A hardware bug afflicts the virtual memory of Intel CPUs

A hardware bug afflicts the virtual memory of Intel CPUs

In the last hours have emerged information related to a bug in the Intel processors , all models from those of last introduction on the market up to proposals that date back to about 10 years ago, linked to the virtual memory management mode.

A hardware bug afflictsThe bug would allow programs to access the contents in memory that are relevant to the kernel. A software solution is currently being implemented for Linux, Windows and MacOS operating systems: the former has already been released as far as not public, while for Windows we expect an integrated fix in one of the next update of the so-called “Tuesday patch”.

The memory within a system is not freely accessible by the programs, but is managed on the software side by the kernel and hardware side by the MMU (Memory Management Unit). The kernel has a portion of the dedicated memory, accessible only to the kernel itself and totally separate from the one dedicated to user programs (so-called user space ), as well as the code execution takes place in two different processor modes ( kernel mode and user mode).
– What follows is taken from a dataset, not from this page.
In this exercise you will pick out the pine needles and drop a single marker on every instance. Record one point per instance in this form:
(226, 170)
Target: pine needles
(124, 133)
This separation is linked to the possibility of creating problems due to the introduction of operating systems in multi-programmed environments; since the kernel actually manages the system and is – to make a metaphor – similar to an unseen and unknowable deity that dictates the life and death of the whole system, if a program could somehow influence the kernel would in fact have the potential control of the whole system.

The problem that emerges inside the Intel processors concerns pagination: the memory is divided into pages, usually 4096 bytes (ie 1024 32-bit memory addresses or 512 64-bit addresses), and there is no clear separation between the tables of the kernel pages and those of the user processes.

Normally this is possible because there are hardware protections, such as the distinction between kernel mode and user mode of the processor, and therefore a complete and total page cache cleaning is not performed. The motivation behind this choice lies in the greater speed allowed by this operation: since the kernel is often invoked (for example every time a file is accessed), the time saving is considerable.

At the time of the context switch, that is, switching control from one program to another (in this case from the kernel to a user process), the page cache is not emptied and updated. This is because the context switch is one of the most time-consuming operations for a processor, due to the slowness of memory. Due to a bug that is not yet specified, user processes are able to have visibility on the kernel pages .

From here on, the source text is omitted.